立ち上がり、そんなことを考えながらゲームを観ていました。私の観察ターゲットの中心は、何といっても永井雄一郎のプレー姿勢。まだまだ全体的な動きの量と質に課題は抱えているものの、この試合では、ボールがないところでの動きやパス&ムーブも積極的など、シンプルにプレーすることで「二列目のフタ」という汚名だけは返上しました。まあ彼の場合、汚名返上というか、本来のパフォーマンスに戻ったということですがネ・・。
とにかく永井は、もっともっと守備イメージを確立しなければいけません。前線からの全力チェイシングとかインターセプト狙いとか、はたまた相手パスを読んだ爆発アタックとか。ホントにディフェンスはネ、ツボにはまれば、これ以上面白いサッカーコンテンツはないんだヨ・・。とにかく永井は、相手からボールを奪い返すプロセスでの貢献度さえ向上させられれば、すぐにでも、攻撃も含めた全体パフォーマンスが何倍にも高まること請け合いだと思っている湯浅なのですよ。もっと頑張れヨ、永井雄一郎!!
まあとにかく・・レッズの仕掛けコンテンツは、永井がシンプルにプレーすることで、ジェフ戦のときのような寸詰まりではなく、しっかりと「解放」されたものになりましたよ。何から解放されたかって?? もちろんそれは、「どうせアイツのところでボールの動きが停滞しちゃうよ・・」というネガティブな固定イメージからの解放です。そのネガティブな固定観念こそが、諦めという心理的な悪魔のサイクルの主たる要因なのですよ。もちろんネガティブマインドからの解放は、後方からの組織プレーマインドの解放とも言い換えられます。この試合でレッズが展開した攻撃では、組織パスプレーと個人勝負プレーがうまくバランスしていましたからね。

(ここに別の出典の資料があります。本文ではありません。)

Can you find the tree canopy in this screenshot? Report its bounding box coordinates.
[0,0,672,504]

この日のレッズは、カウンターではスリートップが危険な機能性を魅せ、組み立てを主体にした仕掛けでは、縦横のポジションチェンジがてんこ盛りの(人とボールがよく動く)組織プレーと、タメやドリブル勝負などの個人プレーがうまくマッチしていました。そんなハイレベルな機能性が出てきた背景には、ジェフ戦でのスリートップが最低のパフォーマンスだったという悪いプレーイメージから脱却するための効果的なトレーニング(シンプルなタイミングでのパスプレーなど)があった。だからこそ前線の三人も、効果的にポジションを移動しつづけながら、臨機応変の判断でシンプルプレーに徹していたし、それによって後方からのサポートも格段に厚くなった(期待という最高のモティベーション!!)。

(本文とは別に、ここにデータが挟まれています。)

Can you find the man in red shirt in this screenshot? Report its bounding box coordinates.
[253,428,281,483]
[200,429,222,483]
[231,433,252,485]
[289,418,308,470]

脅威と機会は背中あわせ。人間は失敗からこそ多くを学ぶわけですが、何度失敗しても同じミスをくり返す人たちも多いから、まあレッズはしっかりとマネージされたチームだということでしょう。
それにしても長谷部。もちろん鈴木啓太が魅せつづける鬼神の汗かきバックアッププレーが基盤になっている(啓太のクリエイティブな支援をベースにしている)ことは言うまでもないのですが、とにかく長谷部の攻守にわたる実効レベルの高さには・・いや、実効レベルの発展スピードといった方が正確かもしれませんが・・とにかく「それ」には舌を巻きますよ。先週のマリノス戦ではトップ下を務め、なかなかのパフォーマンスを披露しました。だからこの試合でも同じ布陣でくるのかな・・と思っていたのですが、結局は啓太との守備的ハーフコンビに舞い戻り、そして以前にも増したダイナミックプレーを披露するのです。後方からの実効あるゲームメイクとチャンスメイク・・。いや、本当に素晴らしいパフォーマンスでした。

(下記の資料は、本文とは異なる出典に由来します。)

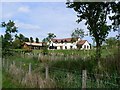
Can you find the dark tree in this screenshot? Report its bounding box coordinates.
[35,38,39,43]
[30,37,34,43]
[66,0,111,61]
[1,20,17,56]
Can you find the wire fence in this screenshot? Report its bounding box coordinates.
[2,59,120,88]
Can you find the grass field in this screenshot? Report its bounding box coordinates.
[3,49,119,88]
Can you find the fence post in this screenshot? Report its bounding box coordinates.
[13,61,15,66]
[38,53,40,60]
[82,70,87,90]
[2,59,5,68]
[45,66,49,79]
[29,63,32,74]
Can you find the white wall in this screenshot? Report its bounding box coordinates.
[81,41,90,50]
[50,39,90,50]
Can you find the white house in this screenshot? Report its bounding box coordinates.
[49,38,90,50]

まあそれも、二列目センターの「フタ」が閉まっていなかったことと、前線での人とボールの動きに、分かりやすい「シンプルなリズム」があったからこそでしょう。やはりサッカーの絶対的なベースは組織パスプレー(シンプルなリズムでの人とボールの動き)にあり・・なのです。それがあってはじめて個の才能が150パーセント活かされる。
さて、レッズのチーム(ゲーム)戦術。スリートップ、山田暢久か長谷部誠による二列目センター、はたまた・・等々、実効レベルの高いオプションが増えてきたじゃありませんか。これに即戦力の新しい選手が加わったら、チーム戦術のオプションもどんどん広がっていく・・?! 楽しみじゃありませんか。もちろんそこでは、チーム内ライバル関係の健全なマネージメントという課題はありますがネ・・。